While these may appear as stop gap measures, they are also shaping up how the clinical trials will evolve in a post-pandemic world. Regardless of the difficulties faced because of staff, patient, or supply chain issues, the collective learnings will make the future clinical trials more agile, nimble, and cost-effective. Some of the core aspects of new ways of doing clinical trials are listed below:

  • Centralized to decentralized: Historically most of the clinical trials are conducted in a centralized manner, in an urban location or large institute. COVID-19 has taught us that with decentralized clinical trials, we can widen our net to recruit more patients, and possibly do trials in a faster manner
  • Communication and coordination: One of the key aspects research sites learned is effective communication and coordination. When a site is not staffed properly, the load can be shifted to another site. To enable this, the investigator needs to have a clear line of communication with sites and sponsors. The regulations keep altering and there may be confusion in deciphering it. Investment in communication technology and skills acquired to communicate well will immensely bring agility, quick problem solving, and intra-site coordination to expedite future clinical trials
  • Mergers and acquisitions: There is a rapid increase of partnership and M&A to further support the virtual trials in the new world. For example, CRT, a clinical trial data management company is merging with Bioclinica to become a leader in clinical trial endpoint technology
  • Patient recruitment: Patient recruitment will be more distributed and decentralized across region and geographies to mitigate scarcity in participant’s risk Electronic patient consent: Virtual consultation, and remote monitoring will become an industry norm
  • Virtual clinical trials: FDA and other country-specific regulatory bodies will promote the adoption of virtual clinical trials, providing investigators to rewrite protocol and support remote care
  • Data as the universal equalizer: In the pandemic and post-pandemic era, the ability to collect upstream data from trial participants directly in a secure and safe manner will be a big focus area
  • Virtual training: Traditionally all trial training is done face-to-face. In future, the training will be done remotely in a virtual setup
  • Decrease in cost: We will notice a rapid decrease of clinical trial cost because of remote clinical staff, tele meeting, remote monitoring, and decentralized clinical trial support.

In Conclusion

The pandemic undoubtedly drew many concerns. The paused clinical trials impeded several medical research advancements. Despite the uncertainties, the pandemic taught many great lessons, which contrary to many beliefs, showed a new way to conduct trials.
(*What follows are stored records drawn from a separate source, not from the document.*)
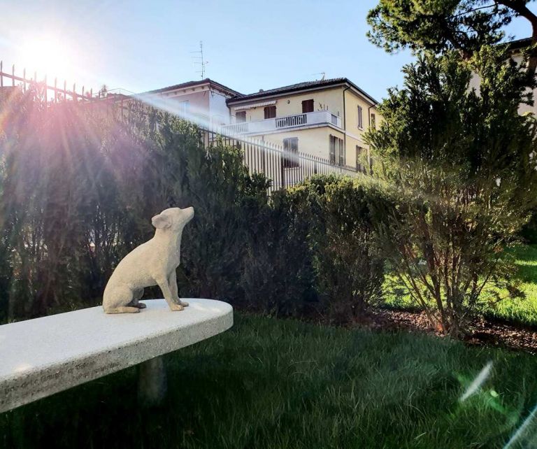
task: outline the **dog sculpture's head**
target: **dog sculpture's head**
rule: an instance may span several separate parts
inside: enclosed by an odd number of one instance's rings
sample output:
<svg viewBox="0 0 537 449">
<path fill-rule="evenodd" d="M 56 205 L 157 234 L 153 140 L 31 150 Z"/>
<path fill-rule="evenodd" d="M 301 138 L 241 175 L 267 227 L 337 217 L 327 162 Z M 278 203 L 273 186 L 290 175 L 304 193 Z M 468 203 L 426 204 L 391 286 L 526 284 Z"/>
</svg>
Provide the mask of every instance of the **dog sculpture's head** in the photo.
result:
<svg viewBox="0 0 537 449">
<path fill-rule="evenodd" d="M 162 211 L 151 219 L 151 223 L 157 229 L 180 231 L 194 217 L 194 208 L 181 209 L 172 207 Z"/>
</svg>

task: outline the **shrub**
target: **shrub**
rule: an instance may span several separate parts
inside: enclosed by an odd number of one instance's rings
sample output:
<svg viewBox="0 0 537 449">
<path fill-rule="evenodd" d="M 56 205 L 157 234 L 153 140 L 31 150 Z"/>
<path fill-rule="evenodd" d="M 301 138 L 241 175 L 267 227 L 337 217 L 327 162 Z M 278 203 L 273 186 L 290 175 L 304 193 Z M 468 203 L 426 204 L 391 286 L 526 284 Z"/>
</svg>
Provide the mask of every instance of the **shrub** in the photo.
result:
<svg viewBox="0 0 537 449">
<path fill-rule="evenodd" d="M 525 75 L 493 49 L 469 66 L 420 56 L 368 140 L 396 213 L 380 222 L 391 266 L 440 331 L 459 336 L 487 303 L 520 292 L 504 250 L 537 199 L 536 122 Z M 469 87 L 471 70 L 482 77 Z"/>
</svg>

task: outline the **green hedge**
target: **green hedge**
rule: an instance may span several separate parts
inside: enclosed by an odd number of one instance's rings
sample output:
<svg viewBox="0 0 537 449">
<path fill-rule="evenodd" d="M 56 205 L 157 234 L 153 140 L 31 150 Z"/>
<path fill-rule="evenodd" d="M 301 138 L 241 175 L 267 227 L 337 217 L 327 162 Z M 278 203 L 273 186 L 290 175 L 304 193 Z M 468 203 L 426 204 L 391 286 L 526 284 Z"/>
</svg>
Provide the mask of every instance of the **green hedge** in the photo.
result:
<svg viewBox="0 0 537 449">
<path fill-rule="evenodd" d="M 150 218 L 173 206 L 196 210 L 183 297 L 345 321 L 380 295 L 371 187 L 317 177 L 269 197 L 239 150 L 206 148 L 187 122 L 154 111 L 127 122 L 69 104 L 44 111 L 33 100 L 3 106 L 2 320 L 100 304 L 117 262 L 152 235 Z"/>
</svg>

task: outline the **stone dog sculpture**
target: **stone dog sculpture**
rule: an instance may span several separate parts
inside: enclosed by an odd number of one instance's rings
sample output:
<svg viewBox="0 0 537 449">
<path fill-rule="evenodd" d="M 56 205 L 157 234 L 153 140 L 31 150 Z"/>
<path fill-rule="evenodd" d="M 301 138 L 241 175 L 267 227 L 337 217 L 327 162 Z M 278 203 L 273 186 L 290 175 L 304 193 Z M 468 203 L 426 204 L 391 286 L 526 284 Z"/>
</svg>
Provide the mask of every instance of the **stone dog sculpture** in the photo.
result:
<svg viewBox="0 0 537 449">
<path fill-rule="evenodd" d="M 176 269 L 179 266 L 181 236 L 194 217 L 194 208 L 171 208 L 151 219 L 155 236 L 127 254 L 110 277 L 103 296 L 106 313 L 136 313 L 143 289 L 158 285 L 172 311 L 182 311 L 188 303 L 178 296 Z"/>
</svg>

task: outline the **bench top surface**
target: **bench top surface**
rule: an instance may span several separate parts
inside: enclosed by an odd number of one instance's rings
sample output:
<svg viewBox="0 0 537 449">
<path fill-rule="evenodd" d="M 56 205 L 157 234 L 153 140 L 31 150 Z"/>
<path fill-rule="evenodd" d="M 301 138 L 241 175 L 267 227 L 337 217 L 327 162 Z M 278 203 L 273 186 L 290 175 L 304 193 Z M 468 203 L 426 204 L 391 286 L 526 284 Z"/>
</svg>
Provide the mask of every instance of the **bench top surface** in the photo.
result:
<svg viewBox="0 0 537 449">
<path fill-rule="evenodd" d="M 220 301 L 184 301 L 190 305 L 181 311 L 171 311 L 164 299 L 152 299 L 142 301 L 147 308 L 139 313 L 106 315 L 99 306 L 0 326 L 0 379 L 203 325 L 231 311 Z"/>
<path fill-rule="evenodd" d="M 212 299 L 184 299 L 172 312 L 164 299 L 143 301 L 139 313 L 106 315 L 92 307 L 0 326 L 0 412 L 220 334 L 233 309 Z"/>
</svg>

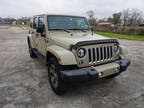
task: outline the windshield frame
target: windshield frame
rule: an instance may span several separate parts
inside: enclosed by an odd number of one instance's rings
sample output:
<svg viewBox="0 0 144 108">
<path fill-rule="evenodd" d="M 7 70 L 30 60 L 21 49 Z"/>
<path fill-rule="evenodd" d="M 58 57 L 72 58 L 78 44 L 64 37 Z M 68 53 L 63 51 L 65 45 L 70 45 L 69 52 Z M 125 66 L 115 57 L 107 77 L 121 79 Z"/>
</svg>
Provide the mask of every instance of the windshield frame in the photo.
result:
<svg viewBox="0 0 144 108">
<path fill-rule="evenodd" d="M 49 21 L 48 21 L 48 17 L 49 16 L 54 16 L 54 17 L 73 17 L 73 18 L 83 18 L 86 20 L 86 24 L 88 25 L 88 29 L 50 29 L 49 27 Z M 82 16 L 70 16 L 70 15 L 48 15 L 47 16 L 47 25 L 48 25 L 48 30 L 49 31 L 53 31 L 53 30 L 90 30 L 90 26 L 89 26 L 89 23 L 87 21 L 87 18 L 86 17 L 82 17 Z"/>
</svg>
The industry quickly adapted to the virtual way of clinical trials. Protocols were redefined, the supply chain realigned to direct-to-patient delivery, drugs got administrated to patients at home, and clinical staff worked remotely. The regulatory bodies provided directional input on new ways of working and acted urgently to review revised protocols.

Despite the headwind, major pharmaceutical players such as Pfizer-BioNTech, Johnson & Johnson, Moderna, have successfully run several trials for the COVID-19 vaccine mostly in a decentralized way. In the history of vaccine development, we have never seen vaccines discovered, tested, and released in such record time. The researchers, government, and community at large came together in an unprecedented time to successfully perform clinical trials with limited resources. We now have living proof that trials can be conducted faster, safer, and cheaper breaking all bureaucratic barriers to the better of mankind. Virtual clinical trials are here to stay.